ANTECEDENTES El 3 de octubre de 2002, el ciudadano RICARDO CIFUENTES SALAMANCA ejerció acción popular ante el Tribunal Administrativo de Cundinamarca en contra del Concejo Municipal de Anapoima, con el objeto de obtener la protección de los derechos colectivos a la seguridad y salubridad públicas, el acceso a una infraestructura de servicios que garantice la salubridad pública, el acceso a los servicios públicos y a que su prestación sea eficiente y oportuna y los derechos de los consumidores y usuarios. Los hechos en que se fundamentó la solicitud fueron: a. El parágrafo del artículo 29 del Decreto 475 de 1998, establece como porcentaje mínimo de aceptabilidad para el agua de consumo humano el 95%; sin embargo, de acuerdo con estudio realizado por la Secretaría de Salud de
Cundinamarca, el agua que reciben los habitantes del municipio de Anapoima tiene un porcentaje de aceptabilidad del 0%. b. El agua que consumen los habitantes del municipio de Anapoima procede de la quebrada La Honda. c. Los parámetros microbiológicos de la quebrada La Honda arrojan un 13% de coliformes totales (junio de 2001 turbulencia alta y fosfatos altos). c. El agua que están consumiendo los habitantes de Anapoima no cumple con la calidad exigida por el Decreto 475 de 1998. PRETENSIONES Los accionantes buscan mediante la presente acción popular: Que se ordene al Alcalde y al Concejo Municipal de Anapoima y al encargado de prestar el servicio público de acueducto realizar las acciones necesarias para que los habitantes de Anapoima reciban agua potable, apta para el consumo humano tal como lo establece el Decreto 475 de 1998. Si son necesarias la construcción de obras y plantas de tratamiento, que se ordene al ejecutor del gasto, como requisito para la inversión, la aprobación de los diseños por parte de la Secretaría de Salud de Cundinamarca. 2.- Que se ordene la contratación de personas capacitadas e idóneas para que se encarguen del manejo del acueducto.
DEFENSA
1. La Superintendencia de Servicios Públicos Domiciliarios se opuso a las pretensiones de la demanda, en primer lugar porque de acuerdo con el artículo 5 de la Ley 472 de 1994 es competencia de los municipios asegurar que las empresas presten los servicios públicos domiciliarios de manera eficiente, concepto que comporta tanto la calidad como su aceptabilidad para el consumo.

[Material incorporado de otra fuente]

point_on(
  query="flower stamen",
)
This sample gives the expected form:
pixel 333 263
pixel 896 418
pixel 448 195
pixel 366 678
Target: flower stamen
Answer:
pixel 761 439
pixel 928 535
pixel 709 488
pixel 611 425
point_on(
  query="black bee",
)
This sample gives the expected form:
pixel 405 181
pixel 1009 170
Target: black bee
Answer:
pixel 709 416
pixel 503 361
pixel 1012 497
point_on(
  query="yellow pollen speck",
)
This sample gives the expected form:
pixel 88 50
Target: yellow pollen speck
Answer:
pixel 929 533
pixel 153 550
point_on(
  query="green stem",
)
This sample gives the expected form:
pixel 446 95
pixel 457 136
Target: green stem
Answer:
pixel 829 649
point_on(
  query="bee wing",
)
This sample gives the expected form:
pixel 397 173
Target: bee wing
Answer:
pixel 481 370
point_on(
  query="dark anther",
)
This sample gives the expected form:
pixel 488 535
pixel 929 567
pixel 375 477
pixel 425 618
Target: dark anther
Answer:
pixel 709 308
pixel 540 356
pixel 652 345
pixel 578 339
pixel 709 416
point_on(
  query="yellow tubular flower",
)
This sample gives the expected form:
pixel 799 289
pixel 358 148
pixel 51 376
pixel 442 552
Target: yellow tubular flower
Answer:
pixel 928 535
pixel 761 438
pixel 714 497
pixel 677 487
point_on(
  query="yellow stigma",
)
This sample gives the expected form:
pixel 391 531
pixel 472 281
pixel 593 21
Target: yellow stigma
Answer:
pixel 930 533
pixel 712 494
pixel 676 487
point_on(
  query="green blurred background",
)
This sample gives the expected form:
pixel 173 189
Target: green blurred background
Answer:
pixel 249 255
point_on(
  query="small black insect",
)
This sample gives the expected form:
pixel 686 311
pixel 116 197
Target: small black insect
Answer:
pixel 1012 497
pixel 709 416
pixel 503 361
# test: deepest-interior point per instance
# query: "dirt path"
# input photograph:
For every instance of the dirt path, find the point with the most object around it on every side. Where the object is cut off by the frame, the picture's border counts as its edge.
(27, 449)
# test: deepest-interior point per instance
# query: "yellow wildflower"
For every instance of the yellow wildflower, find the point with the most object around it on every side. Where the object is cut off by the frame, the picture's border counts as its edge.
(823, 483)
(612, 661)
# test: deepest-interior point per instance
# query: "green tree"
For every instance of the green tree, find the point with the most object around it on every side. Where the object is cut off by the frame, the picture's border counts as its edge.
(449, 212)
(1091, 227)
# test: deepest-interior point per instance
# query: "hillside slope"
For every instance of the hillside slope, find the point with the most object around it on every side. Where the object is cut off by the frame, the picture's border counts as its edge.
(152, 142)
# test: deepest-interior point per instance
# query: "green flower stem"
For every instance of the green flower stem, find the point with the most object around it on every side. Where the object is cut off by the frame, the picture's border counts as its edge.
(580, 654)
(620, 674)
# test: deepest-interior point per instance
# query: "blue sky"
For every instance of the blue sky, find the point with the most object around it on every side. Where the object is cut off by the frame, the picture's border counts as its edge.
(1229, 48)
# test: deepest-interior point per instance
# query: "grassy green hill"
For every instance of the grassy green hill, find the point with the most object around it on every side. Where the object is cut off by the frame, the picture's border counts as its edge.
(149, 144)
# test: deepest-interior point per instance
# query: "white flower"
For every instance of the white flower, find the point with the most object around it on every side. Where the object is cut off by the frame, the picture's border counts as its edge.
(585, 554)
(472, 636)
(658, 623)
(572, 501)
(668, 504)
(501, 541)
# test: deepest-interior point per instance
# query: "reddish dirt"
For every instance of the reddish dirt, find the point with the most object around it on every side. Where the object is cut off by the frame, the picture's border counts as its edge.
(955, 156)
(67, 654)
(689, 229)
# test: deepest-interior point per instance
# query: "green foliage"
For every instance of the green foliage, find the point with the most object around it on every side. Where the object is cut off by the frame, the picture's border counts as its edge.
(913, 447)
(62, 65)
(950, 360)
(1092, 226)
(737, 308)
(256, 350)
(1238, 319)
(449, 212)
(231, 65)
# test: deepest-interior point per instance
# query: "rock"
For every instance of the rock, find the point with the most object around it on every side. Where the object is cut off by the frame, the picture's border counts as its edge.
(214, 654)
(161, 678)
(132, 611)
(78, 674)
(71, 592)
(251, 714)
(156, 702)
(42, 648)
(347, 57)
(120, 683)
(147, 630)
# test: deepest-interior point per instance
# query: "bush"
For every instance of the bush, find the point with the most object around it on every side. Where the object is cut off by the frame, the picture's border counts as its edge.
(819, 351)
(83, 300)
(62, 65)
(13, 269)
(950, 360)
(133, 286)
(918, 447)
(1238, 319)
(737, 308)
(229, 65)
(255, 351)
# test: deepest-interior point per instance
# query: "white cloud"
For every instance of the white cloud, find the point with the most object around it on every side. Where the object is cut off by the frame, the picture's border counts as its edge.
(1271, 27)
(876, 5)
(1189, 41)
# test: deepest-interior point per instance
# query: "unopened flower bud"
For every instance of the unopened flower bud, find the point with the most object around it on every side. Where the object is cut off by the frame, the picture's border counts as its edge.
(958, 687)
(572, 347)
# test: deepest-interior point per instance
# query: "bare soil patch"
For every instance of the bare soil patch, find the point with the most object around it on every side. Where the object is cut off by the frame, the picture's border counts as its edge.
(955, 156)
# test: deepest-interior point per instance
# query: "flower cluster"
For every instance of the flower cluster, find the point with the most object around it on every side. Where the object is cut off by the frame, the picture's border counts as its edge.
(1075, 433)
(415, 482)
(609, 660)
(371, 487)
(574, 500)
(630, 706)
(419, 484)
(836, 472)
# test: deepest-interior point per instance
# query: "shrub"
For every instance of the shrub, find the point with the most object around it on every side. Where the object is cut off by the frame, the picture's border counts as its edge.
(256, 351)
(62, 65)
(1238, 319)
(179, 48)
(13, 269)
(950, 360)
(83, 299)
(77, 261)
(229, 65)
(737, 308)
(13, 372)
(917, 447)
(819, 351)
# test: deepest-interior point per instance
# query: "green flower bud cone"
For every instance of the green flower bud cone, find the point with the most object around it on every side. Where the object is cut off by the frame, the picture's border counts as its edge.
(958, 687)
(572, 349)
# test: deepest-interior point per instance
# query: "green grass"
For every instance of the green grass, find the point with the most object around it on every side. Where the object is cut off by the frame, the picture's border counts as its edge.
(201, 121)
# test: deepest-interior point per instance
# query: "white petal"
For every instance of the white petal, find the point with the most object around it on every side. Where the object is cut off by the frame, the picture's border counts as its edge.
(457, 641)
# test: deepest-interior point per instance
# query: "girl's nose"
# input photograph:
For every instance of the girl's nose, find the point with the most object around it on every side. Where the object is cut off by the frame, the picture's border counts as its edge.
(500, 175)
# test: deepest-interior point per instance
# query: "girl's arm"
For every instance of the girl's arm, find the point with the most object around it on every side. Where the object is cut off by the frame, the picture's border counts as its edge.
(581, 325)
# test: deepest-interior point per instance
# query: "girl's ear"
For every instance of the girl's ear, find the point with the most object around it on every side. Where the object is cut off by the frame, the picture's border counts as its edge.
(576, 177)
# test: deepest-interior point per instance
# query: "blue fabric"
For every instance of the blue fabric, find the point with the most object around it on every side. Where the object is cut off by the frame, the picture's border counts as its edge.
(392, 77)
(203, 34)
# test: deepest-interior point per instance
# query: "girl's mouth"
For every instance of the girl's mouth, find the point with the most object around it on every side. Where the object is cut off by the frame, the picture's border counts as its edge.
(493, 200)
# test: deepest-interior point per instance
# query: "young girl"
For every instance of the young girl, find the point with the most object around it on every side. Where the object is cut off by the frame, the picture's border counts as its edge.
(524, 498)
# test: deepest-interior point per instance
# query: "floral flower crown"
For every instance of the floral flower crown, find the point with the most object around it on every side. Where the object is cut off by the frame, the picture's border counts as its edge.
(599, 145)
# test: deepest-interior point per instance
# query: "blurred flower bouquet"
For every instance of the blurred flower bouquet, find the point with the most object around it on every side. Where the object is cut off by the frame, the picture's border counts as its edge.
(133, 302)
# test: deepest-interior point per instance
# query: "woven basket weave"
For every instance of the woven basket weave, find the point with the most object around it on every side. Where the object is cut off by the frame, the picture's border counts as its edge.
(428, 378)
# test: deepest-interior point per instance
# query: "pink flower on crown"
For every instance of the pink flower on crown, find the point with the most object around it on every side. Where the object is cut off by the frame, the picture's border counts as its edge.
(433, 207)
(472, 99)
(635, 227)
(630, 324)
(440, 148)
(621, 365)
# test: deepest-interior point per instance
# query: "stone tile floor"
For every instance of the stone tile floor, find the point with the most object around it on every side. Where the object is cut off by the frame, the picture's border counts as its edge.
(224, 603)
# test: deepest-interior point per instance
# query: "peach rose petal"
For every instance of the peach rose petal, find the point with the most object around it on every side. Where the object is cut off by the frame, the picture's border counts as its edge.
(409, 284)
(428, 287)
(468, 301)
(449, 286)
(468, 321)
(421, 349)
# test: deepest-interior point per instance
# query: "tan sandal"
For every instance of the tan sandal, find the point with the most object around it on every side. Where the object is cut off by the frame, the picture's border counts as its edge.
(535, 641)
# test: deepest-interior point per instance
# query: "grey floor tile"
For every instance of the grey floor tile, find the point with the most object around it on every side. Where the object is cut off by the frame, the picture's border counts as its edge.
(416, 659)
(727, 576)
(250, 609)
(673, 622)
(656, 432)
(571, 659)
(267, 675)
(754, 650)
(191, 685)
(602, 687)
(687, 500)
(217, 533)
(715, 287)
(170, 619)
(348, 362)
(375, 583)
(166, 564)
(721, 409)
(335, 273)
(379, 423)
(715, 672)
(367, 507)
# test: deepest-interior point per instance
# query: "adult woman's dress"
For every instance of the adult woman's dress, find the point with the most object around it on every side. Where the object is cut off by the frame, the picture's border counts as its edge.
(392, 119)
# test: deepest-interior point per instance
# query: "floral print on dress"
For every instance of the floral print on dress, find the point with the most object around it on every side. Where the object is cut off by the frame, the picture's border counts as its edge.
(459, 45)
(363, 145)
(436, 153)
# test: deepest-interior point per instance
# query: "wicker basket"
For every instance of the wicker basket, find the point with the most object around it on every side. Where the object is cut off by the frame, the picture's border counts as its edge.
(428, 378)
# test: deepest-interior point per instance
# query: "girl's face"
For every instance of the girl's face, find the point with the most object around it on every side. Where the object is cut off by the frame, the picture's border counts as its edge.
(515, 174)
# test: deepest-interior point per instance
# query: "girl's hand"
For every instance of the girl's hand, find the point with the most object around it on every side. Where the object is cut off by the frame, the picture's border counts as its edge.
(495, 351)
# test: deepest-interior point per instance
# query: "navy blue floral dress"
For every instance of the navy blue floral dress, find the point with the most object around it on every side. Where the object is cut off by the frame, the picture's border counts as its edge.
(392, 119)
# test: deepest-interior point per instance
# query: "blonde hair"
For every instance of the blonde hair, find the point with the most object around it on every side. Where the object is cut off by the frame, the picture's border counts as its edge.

Igualmente manifiesta que la entidad encargada de realizar el control, inspección y vigilancia sobre la calidad del agua es la Secretaría de Salud de Cundinamarca quien se encarga de reportar a esta Superintendencia si la empresa cumple o no con los estándares de calidad del agua que provee. Afirmó que el accionante carece de legitimación en la causa por activa por no ser una persona perteneciente al grupo cuyos derechos colectivos se están viendo amenazados o violados.
2. El Alcalde Municipal de Anapoima, igualmente se opuso a las pretensiones de la demanda, ya que considera que las aseveraciones realizadas por el accionante son irresponsables ya que desconoce totalmente la inversión de los recursos del municipio que son destinados en gran parte al saneamiento básico y agua potable mediante el fortalecimiento de acueductos urbanos, regionales y veredales; además, asegura que el personal que desempeña labores en dichos acueductos cuentan con altos niveles de conocimiento y capacitación.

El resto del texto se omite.